Supercore Inflation Guides ECB as Oil Muddies Price OutlookBy and
Floor coverings and cappuccino offer clues on deflation threat
Central bank needs to know if weak prices becoming entrenched
Carpets, vacuum cleaners and cups of coffee: those are three of the key consumer items that economists at the European Central Bank are pondering to figure out whether oil’s slump is leading the euro area into deflation.
As the return of negative headline inflation stokes investor expectations for more monetary stimulus, policy makers are looking for ways to strip out the noise and determine whether price weakness is becoming ingrained in the economy. If a self-sustaining spiral of falling prices and wages truly beckons, the Frankfurt-based ECB needs to know.
Enter so-called supercore inflation, one of the measures officials use to try to gauge the fundamental trend. While the central bank targets headline inflation, aiming to keep it at just under 2 percent, and looks at various indicators that remove volatile items, this method tries to go deeper. It tracks a subset of prices that move in tandem with the slack in the economy.
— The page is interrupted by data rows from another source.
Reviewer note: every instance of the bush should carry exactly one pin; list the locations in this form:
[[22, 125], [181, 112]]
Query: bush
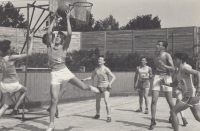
[[116, 62]]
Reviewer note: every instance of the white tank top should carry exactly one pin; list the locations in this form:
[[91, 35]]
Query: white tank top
[[186, 83], [102, 77], [143, 72]]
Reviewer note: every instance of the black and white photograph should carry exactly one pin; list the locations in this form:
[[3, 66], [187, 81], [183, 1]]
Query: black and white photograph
[[100, 65]]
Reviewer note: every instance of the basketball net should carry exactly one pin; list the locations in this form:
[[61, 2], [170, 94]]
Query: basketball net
[[80, 11]]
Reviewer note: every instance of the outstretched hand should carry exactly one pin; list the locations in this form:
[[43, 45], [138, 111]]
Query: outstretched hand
[[68, 12], [162, 82], [197, 93]]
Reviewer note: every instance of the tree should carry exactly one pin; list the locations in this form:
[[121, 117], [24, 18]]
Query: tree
[[10, 16], [108, 23], [75, 25], [143, 22]]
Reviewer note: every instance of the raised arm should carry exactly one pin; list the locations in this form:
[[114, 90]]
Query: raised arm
[[69, 32], [170, 67], [136, 79], [29, 53], [54, 19], [91, 77], [111, 75]]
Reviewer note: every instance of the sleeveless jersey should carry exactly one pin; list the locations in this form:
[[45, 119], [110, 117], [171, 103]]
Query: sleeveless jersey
[[56, 57], [160, 70], [9, 72], [186, 84], [143, 72], [102, 77]]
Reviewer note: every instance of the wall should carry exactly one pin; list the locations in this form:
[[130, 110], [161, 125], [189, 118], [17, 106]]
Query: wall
[[123, 41], [18, 36], [38, 85]]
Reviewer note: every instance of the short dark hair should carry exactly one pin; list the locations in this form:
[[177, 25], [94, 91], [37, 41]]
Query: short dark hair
[[143, 57], [44, 39], [5, 45], [181, 56], [101, 56], [164, 43], [63, 36]]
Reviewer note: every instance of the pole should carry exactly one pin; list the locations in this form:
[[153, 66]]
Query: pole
[[27, 37], [172, 43]]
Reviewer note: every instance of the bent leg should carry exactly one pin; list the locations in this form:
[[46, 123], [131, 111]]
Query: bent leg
[[55, 89], [106, 99], [140, 92], [168, 95], [196, 112], [180, 106], [98, 103], [155, 95], [78, 83], [146, 93], [22, 91]]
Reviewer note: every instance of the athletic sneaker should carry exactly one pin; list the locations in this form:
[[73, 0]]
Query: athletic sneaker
[[170, 119], [48, 110], [153, 123], [108, 119], [146, 111], [139, 110], [94, 89], [50, 128], [96, 117], [184, 121], [56, 114], [15, 112]]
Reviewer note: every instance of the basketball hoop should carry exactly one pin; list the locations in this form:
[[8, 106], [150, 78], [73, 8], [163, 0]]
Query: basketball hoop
[[80, 11]]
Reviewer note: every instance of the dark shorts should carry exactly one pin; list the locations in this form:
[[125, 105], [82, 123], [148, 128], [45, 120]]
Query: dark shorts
[[102, 89], [143, 84], [191, 101]]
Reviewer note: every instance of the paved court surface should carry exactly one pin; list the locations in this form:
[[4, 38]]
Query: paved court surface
[[77, 116]]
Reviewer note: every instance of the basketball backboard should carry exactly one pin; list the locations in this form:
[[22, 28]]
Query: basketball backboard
[[77, 13]]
“You can’t set monetary policy looking in the rear-view mirror,” said Richard Barwell, senior economist at BNP Paribas Investment Partners in London. “Underlying inflation should tell you where inflation is going, where inflation would be today in the absence of these price-level shocks.”
Euro-area inflation was minus 0.2 percent in February, the sixth time in 15 months that the reading has been negative, European Union figures showed Monday. Core inflation slowed to 0.7 percent. That’s an ‘exclusion measure’ removing the elements most liable to swings -- in this case food, energy, alcohol and tobacco -- and is the simplest way of trying to separate underlying price movements from temporary factors.
‘Supercore’ -- a term the ECB uses internally though not in its published work -- is based on about a third of the items in the core inflation basket. Those are closely correlated with the output gap, or the spare capacity in the economy. An ECB article in its September 2014 bulletin listed furniture, carpets, household appliances, package holidays and cafe services among the components tracked.
The measure was described as “smoother” than traditional core inflation, making it “easier to gauge turning points” in the consumer price index. The ECB hasn’t published an updated version of the gauge since that bulletin.
“It makes sense to look at a number of indicators in order to give a thorough, rounded assessment as to what the underlying inflation trend is, and where inflation is likely to be in the medium-term,” said Nick Matthews, co-head of European economic research at Nomura International Plc in London. “It’s increasingly important at this particular juncture, because there’s a significant deterioration in inflation expectations as well.”
Supercore is just one of the ways the ECB has to gauge underlying inflation. Others, like U2core, try to statistically filter out the persistent component of each price in the inflation basket.
Officials will decide on March 10 whether the euro area needs more monetary stimulus. The multiple indicators mostly show underlying inflation slowing, reinforcing the idea that cheap energy is damping prices. While that can be positive for spending, as some policy makers have argued, it can also curb wage rises when those increases are linked to current or projected inflation.
Factories in the region cut prices at the fastest pace in almost three years in February, according to a survey published on Tuesday by Markit Economics. The data signal that “deflationary pressures have intensified,” according to Chris Williamson, Markit’s chief economist.
“It’s a very tough situation to see oil collapsing and leading to another decline in inflation forecasts, for reasons that are not fundamental reasons that the ECB can have an effect on,” said Frederik Ducrozet, an economist at Banque Pictet & Cie SA in Geneva. “Against a slightly weaker economic background, it becomes a bigger risk for the ECB that core inflation also gets dragged down. And that’s the difficult situation that the ECB finds itself in.”